Assistant Professor of Anthropology at Duke Kunshan University

I am a cultural anthropologist based at Duke Kunshan University. My primary research interests include economic anthropology, urban anthropology, political economy, the social studies of the market, science and technology studies, housing, urban studies, and China. From 2012 to 2019, I conducted long-term ethnographic fieldwork tracing the development of a low-end housing market at the urban fringe of east Nanjing, southeast China (long-term stay from 2013 to 2015, short field trips conducted in 2012 and 2019). In the field, I followed government officials, developers, realtors, and homebuyers and sellers to study how diverse actors built the local housing market from the bottom up. I am particularly interested in how certain economic concepts help to bring actors together and allow for capital accumulation in the urban process. 

The project produced several articles published on peer-reviewed journals such as Positions: Asia Critique, the Journal of Cultural Economy, and Urban Studies. In these articles, I explored the valuation of rural estate in land assembly and resettlement projects, the temporal orchestration of home presales, and the dominant narratives that brought diverse actors together to bring the market into existence at Nanjing's urban periphery. 

My book, entitled Anxious Homes: Inflexible Demand and China's Housing Market (forthcoming, Cornell University Press, 2026), analyses China's real estate economy through the lens of 刚需/gangxu, a vernacular concept that the government, developers, realtors, and lower-middle class homebuyers in China draw on to refer to—and construct—an inflexible demand for homeownership as an indispensable criterion for fulfilling dreams of urban citizenship. Through an ethnography of a low-end housing market in east Nanjing’s urban fringe, Anxious Homes shows how such claims of homeownership as an inflexible demand have helped to bring the current market for housing, and China’s ongoing real estate crisis, into existence. It explains how China’s real estate market, constructed under state ownership of land and dominated by the growth coalition between the urban government and the developer, leverages enormous resources from the population in unsustainable ways. The book also explores how resultant ideologies of homeownership allow various actors to make sense of urban growth under conditions of market socialism. It argues that, in urban China, diverse actors’ assertions of the value of the home have given rise to new forms of capitalist exploitation, citizenship entitlements, class aspirations, and gendered politics that have culminated in the formation of China’s debt-financed, infrastructure-driven growth model, whose ascendancy and collapse are felt throughout the world.

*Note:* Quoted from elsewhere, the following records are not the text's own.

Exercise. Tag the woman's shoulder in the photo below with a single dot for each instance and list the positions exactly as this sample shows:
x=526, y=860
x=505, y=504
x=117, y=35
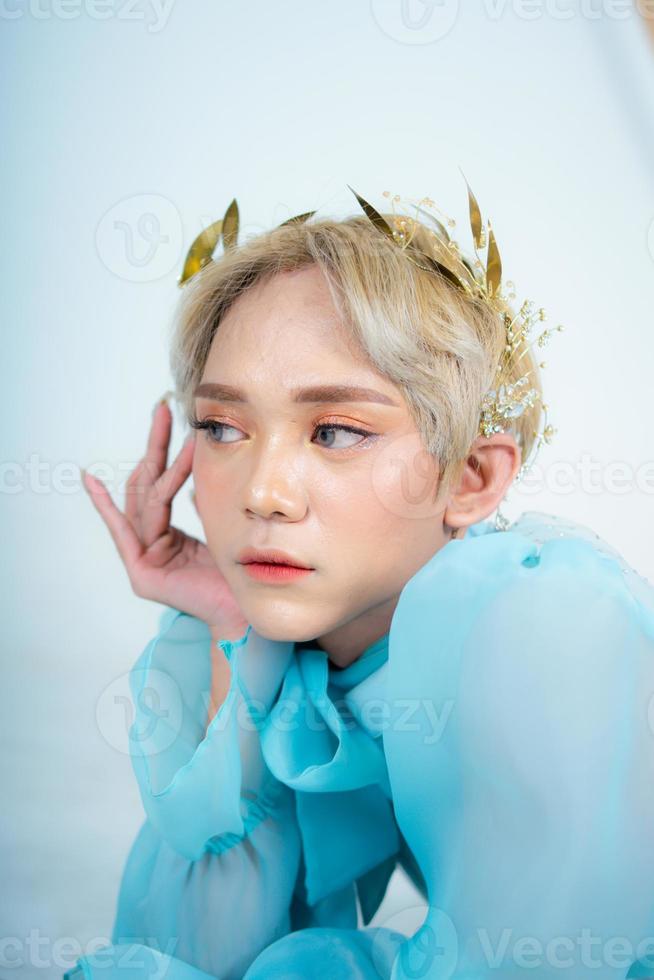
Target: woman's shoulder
x=544, y=575
x=560, y=551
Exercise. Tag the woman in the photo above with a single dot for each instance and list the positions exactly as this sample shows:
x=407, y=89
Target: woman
x=337, y=686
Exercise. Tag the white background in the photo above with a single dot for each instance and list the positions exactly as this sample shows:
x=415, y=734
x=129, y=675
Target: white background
x=171, y=112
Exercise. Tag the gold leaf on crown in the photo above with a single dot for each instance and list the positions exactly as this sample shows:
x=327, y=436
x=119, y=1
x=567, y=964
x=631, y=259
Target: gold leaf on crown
x=479, y=278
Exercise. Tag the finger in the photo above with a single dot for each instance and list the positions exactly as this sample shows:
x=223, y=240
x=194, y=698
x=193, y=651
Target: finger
x=124, y=537
x=175, y=476
x=155, y=461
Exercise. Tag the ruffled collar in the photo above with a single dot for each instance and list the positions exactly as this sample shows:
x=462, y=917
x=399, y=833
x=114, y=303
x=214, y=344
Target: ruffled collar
x=322, y=739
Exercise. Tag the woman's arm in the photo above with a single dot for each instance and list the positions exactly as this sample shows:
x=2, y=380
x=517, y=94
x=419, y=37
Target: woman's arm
x=530, y=809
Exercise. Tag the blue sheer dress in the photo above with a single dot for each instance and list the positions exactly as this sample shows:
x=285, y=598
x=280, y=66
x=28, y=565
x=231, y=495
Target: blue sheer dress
x=497, y=743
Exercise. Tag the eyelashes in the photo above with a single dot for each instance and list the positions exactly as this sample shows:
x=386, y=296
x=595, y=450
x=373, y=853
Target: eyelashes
x=211, y=426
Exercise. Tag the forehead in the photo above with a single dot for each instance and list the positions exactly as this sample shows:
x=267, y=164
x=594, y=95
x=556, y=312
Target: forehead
x=290, y=316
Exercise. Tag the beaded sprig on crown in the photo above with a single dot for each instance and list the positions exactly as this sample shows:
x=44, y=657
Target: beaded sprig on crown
x=480, y=278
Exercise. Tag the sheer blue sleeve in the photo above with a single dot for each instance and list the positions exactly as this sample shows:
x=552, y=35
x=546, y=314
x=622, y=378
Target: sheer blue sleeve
x=209, y=880
x=523, y=779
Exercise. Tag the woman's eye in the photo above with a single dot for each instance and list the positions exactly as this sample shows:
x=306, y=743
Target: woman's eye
x=217, y=429
x=345, y=431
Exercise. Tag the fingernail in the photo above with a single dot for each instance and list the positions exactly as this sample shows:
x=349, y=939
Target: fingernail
x=164, y=399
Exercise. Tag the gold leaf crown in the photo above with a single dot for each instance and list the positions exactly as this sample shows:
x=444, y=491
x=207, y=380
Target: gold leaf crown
x=481, y=279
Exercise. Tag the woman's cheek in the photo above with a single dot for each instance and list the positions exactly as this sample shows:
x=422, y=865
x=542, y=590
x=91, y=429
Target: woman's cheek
x=404, y=478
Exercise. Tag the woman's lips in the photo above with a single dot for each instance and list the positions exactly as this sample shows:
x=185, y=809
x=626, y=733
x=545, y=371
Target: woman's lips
x=267, y=572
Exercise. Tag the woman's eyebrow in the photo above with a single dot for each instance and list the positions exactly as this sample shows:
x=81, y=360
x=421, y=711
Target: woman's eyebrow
x=316, y=394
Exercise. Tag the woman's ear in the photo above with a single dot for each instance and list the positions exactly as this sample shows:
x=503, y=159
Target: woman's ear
x=489, y=471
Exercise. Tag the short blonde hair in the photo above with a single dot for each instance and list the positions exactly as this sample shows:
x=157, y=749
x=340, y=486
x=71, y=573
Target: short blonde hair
x=439, y=345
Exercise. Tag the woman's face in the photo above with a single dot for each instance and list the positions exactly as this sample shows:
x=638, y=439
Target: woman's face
x=275, y=470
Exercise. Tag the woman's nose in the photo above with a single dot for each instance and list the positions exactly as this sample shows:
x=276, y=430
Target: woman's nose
x=275, y=488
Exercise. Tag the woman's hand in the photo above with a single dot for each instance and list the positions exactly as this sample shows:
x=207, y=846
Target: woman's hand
x=163, y=563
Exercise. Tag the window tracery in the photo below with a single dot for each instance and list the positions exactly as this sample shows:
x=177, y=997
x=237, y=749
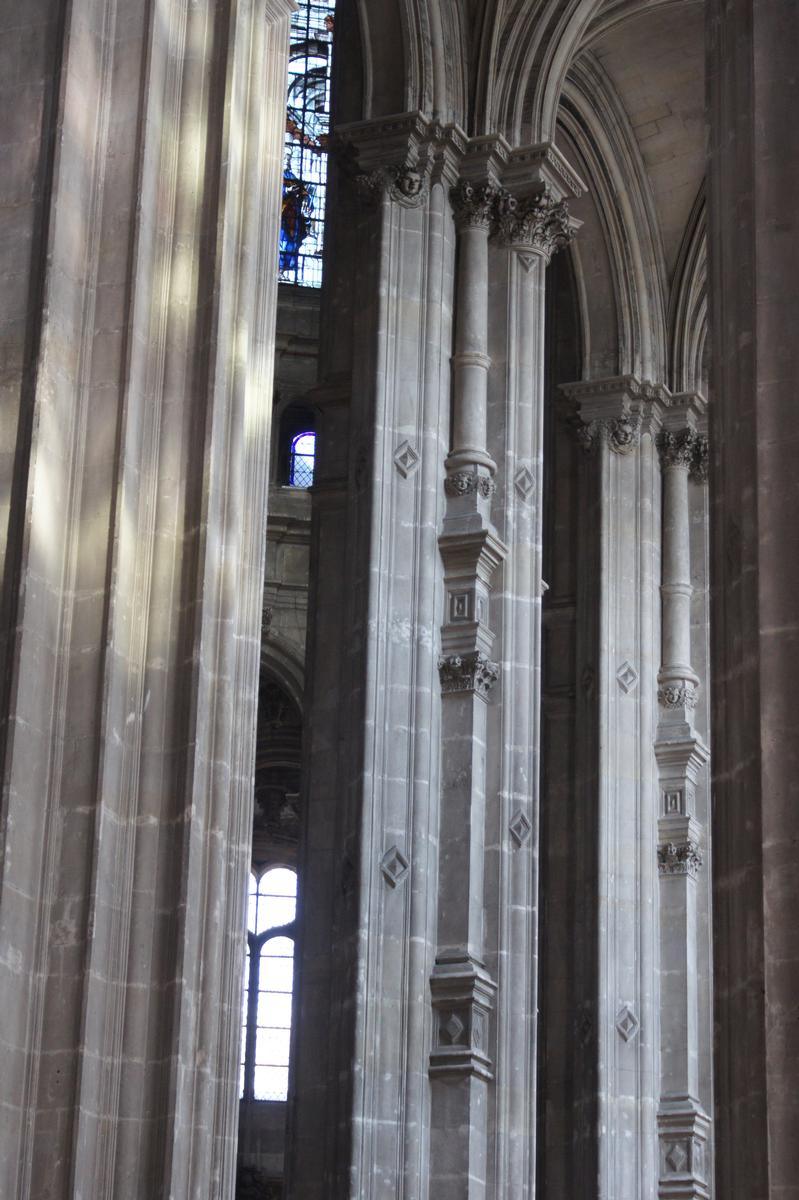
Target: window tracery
x=307, y=129
x=269, y=984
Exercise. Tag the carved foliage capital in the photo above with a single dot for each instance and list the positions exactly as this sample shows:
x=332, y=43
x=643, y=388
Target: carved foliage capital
x=464, y=483
x=620, y=433
x=684, y=449
x=407, y=186
x=679, y=858
x=680, y=694
x=539, y=222
x=468, y=672
x=474, y=204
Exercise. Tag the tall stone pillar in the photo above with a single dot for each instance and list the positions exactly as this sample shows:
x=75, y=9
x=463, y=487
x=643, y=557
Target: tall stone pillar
x=533, y=223
x=368, y=924
x=684, y=1125
x=619, y=420
x=132, y=600
x=754, y=300
x=462, y=990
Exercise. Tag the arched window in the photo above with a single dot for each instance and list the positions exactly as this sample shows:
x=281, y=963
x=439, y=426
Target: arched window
x=302, y=459
x=269, y=981
x=307, y=127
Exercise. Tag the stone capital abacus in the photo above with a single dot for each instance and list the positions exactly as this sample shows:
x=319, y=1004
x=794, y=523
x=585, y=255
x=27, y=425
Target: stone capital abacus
x=539, y=223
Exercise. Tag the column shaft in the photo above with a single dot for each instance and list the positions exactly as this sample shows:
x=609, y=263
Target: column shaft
x=137, y=558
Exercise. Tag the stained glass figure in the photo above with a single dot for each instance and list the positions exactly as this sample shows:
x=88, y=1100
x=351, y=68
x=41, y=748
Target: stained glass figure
x=304, y=453
x=307, y=127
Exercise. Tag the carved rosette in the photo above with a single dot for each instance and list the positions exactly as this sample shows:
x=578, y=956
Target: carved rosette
x=474, y=204
x=467, y=672
x=466, y=483
x=680, y=694
x=539, y=222
x=679, y=858
x=684, y=449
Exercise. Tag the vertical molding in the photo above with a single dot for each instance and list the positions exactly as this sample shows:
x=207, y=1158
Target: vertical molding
x=368, y=945
x=684, y=1125
x=619, y=420
x=155, y=388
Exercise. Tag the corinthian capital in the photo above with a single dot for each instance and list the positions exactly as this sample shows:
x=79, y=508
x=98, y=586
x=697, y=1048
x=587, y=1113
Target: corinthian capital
x=685, y=449
x=474, y=204
x=538, y=222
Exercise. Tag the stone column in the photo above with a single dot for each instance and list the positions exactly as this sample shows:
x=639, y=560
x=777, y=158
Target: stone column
x=684, y=1126
x=361, y=1117
x=754, y=301
x=530, y=227
x=131, y=616
x=619, y=418
x=461, y=988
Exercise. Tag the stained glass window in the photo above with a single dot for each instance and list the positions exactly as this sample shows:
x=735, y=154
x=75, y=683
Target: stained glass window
x=269, y=981
x=304, y=453
x=307, y=126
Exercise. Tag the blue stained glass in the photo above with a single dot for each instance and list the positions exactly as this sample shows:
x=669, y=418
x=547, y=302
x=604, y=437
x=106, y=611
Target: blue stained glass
x=304, y=453
x=307, y=127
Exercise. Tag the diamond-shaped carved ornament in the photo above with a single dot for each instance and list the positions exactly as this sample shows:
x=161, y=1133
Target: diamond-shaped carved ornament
x=628, y=1024
x=406, y=459
x=677, y=1157
x=394, y=865
x=454, y=1027
x=628, y=677
x=524, y=483
x=521, y=828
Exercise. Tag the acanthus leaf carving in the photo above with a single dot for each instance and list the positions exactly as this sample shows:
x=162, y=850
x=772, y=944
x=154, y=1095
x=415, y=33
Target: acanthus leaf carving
x=474, y=204
x=619, y=433
x=685, y=449
x=680, y=694
x=407, y=186
x=464, y=483
x=538, y=222
x=468, y=672
x=679, y=858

In September 2021, China’s top developer, Evergrande, made headlines worldwide for facing over $300 billion worth of financial liability. News of Evergrande’s debt problems marked the beginning of the country’s ongoing real estate crisis. As more defaults continued to emerge since then, China’s national economy slowed down, fueling discontent towards the Communist Party, and sending ripple effect throughout the world financial system. My most recent ethnographic research looks into developers' defaults. I am particularly interested in how developers' defaults halted constructions of homes that had already been sold to lower-middle class buyers, and how ruination serves as a means of accumulation in times of debt crisis. Preliminary findings from this research is scheduled to be presented at the 2023 Annual Conference of American Anthropologists in Toronto.